I would be really interested to know what conclusion you have made about inferential distance.
Jennifer is suggesting that these ideas could be used to quantify inferential distances. A first attempt might be to say that a Speaker and a Listener are separated by a large inferential distance when the Speaker has a much larger value for P(U|T) than the Listener does.
There seems to me to be something important left out, though. I take inferential distances to be about differences in the plausibility of a conclusion to different people. Even if you understand my claim perfectly (ie, you’ve mapped my U to the proper T) you might still consider T to be almost certainly wrong, while I consider T to be an inevitable conclusion of self-evident premises, even if it takes a long chain of inferences to get to the conclusion from the premises.
Speaking from my personal experience, when I as a listener had problems accepting a conclusion which was considered natural and perhaps obvious by the speaker, it was rarely because I misinterpreted the meaning (now I am apeaking about conclusions which I have accepted as obvious later, so that I can judge whether I understood what has been said earlier). The reason was rather that I lacked some background knowledge or thinking habits which caused my P(T) being low, not P(U|T).
It seems that “exercises left for the reader” are not generally well taken. Arundelo and Kaj are correct in that I meant that sort of as a joke and sort of as an invitation to conversation with a capable audience. This is LW right? So the audience should be capable :-)
I liked this link and quote because it seemed so productive towards mechanization and experimentation of concrete issues around the relatively more hand-wavey concept of inferential distance. I’m not sure how such a research program would turn out, but the quote makes it more plausible to me that researchers could get traction if they dug in.
The link suggests that software already exists in rudimentary form (and might be developed with better calibration specifically for this issue) to operate on digital text to characterize the bits of information it contains. These bits are situated as measurements mathematically related to hypothesized bayesian distributions over human communication intent and sense of model plausibility.

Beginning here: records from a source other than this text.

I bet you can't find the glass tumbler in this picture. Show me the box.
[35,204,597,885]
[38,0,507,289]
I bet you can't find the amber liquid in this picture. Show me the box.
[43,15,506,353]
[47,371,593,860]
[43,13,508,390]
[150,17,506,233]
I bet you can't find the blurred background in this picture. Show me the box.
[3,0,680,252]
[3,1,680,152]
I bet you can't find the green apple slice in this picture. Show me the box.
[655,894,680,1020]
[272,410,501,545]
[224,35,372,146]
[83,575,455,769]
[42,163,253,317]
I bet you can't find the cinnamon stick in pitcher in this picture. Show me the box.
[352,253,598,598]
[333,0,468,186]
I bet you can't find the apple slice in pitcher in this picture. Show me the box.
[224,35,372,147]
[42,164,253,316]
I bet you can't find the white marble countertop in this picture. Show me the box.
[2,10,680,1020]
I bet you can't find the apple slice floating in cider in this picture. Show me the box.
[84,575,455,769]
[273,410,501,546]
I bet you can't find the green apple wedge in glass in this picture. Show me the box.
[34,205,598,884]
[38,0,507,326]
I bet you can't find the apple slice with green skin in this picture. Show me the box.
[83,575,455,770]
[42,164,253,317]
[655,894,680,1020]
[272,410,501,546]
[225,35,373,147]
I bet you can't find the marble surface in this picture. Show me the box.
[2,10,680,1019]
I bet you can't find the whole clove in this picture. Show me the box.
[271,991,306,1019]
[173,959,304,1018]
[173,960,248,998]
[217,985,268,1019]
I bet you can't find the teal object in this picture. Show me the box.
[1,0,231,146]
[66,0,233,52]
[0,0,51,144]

It doesn’t seem that hard to imagine a program of study around the issue, with efforts to refine text compression software so that it gives “the right answer” when applied to text generated by experimental human subjects encouraged to communicate about toy problems explained to one subject, communicated to another in the course of the experiment, and then validated to have been successfully transmitted with a comprehension test applied to the second subject.

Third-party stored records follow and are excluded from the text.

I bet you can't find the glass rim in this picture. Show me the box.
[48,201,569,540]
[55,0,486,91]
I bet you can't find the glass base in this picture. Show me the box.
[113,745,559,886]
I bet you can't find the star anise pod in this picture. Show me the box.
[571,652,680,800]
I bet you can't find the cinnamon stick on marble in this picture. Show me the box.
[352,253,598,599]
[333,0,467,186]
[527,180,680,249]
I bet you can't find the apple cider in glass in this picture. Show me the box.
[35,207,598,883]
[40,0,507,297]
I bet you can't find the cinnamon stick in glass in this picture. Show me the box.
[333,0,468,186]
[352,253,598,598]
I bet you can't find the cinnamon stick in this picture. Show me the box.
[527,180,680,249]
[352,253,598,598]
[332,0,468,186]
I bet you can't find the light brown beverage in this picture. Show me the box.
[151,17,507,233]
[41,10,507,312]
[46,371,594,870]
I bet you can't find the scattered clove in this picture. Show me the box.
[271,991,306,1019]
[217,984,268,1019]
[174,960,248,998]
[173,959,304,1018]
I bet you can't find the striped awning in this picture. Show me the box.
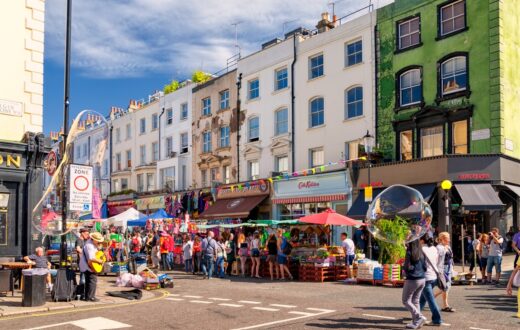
[272,194,347,204]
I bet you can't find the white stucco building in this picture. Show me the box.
[156,82,193,191]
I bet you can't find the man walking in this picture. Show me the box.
[79,231,105,302]
[487,227,504,284]
[201,231,217,279]
[341,232,355,279]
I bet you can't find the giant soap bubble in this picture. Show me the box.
[366,184,432,244]
[32,110,109,237]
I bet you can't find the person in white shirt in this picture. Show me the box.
[419,235,443,326]
[78,231,105,302]
[341,232,355,278]
[487,227,504,284]
[182,235,194,273]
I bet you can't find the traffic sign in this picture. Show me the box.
[69,164,93,211]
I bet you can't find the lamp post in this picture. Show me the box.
[441,180,453,236]
[363,130,375,259]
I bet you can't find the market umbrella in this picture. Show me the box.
[298,208,363,226]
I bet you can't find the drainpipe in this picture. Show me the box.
[290,35,297,172]
[236,73,242,183]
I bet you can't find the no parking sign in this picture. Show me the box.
[69,164,93,211]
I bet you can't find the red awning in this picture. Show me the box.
[272,194,347,204]
[200,195,267,219]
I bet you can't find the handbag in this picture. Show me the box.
[424,253,448,292]
[513,270,520,287]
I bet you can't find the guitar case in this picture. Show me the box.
[52,268,77,302]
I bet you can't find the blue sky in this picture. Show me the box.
[43,0,391,133]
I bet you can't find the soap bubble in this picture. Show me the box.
[366,184,432,244]
[32,110,109,237]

Perhaps geometrical diagrams could be serialized and measured this way somehow? It would be interesting to use simple pictures as the “T” in part because the the bit about “”a prior P(T) over the possible thoughts we may be conveying” is obviously important but spelling out the details might be hard. I think some people would be tempted to use “language in one’s head” as the model for thoughts (so U and elements of T are directly comparable via trivial methods), but starting out with “probability distributions over possible visual representations” seems likely to avoid a local research optimum where only “language focused people” think the results are very general.
You could also just use the existing software on existing text to try to predict inferential distance between existing domain experts (religious texts and priests from different religions? science texts and academics from different departments?) trying see if the software’s numbers predict “something about interactions” to measure that would reveal “false inferential distance assumptions” if they really existed. If they do you’d have tools and details for picking apart the concept.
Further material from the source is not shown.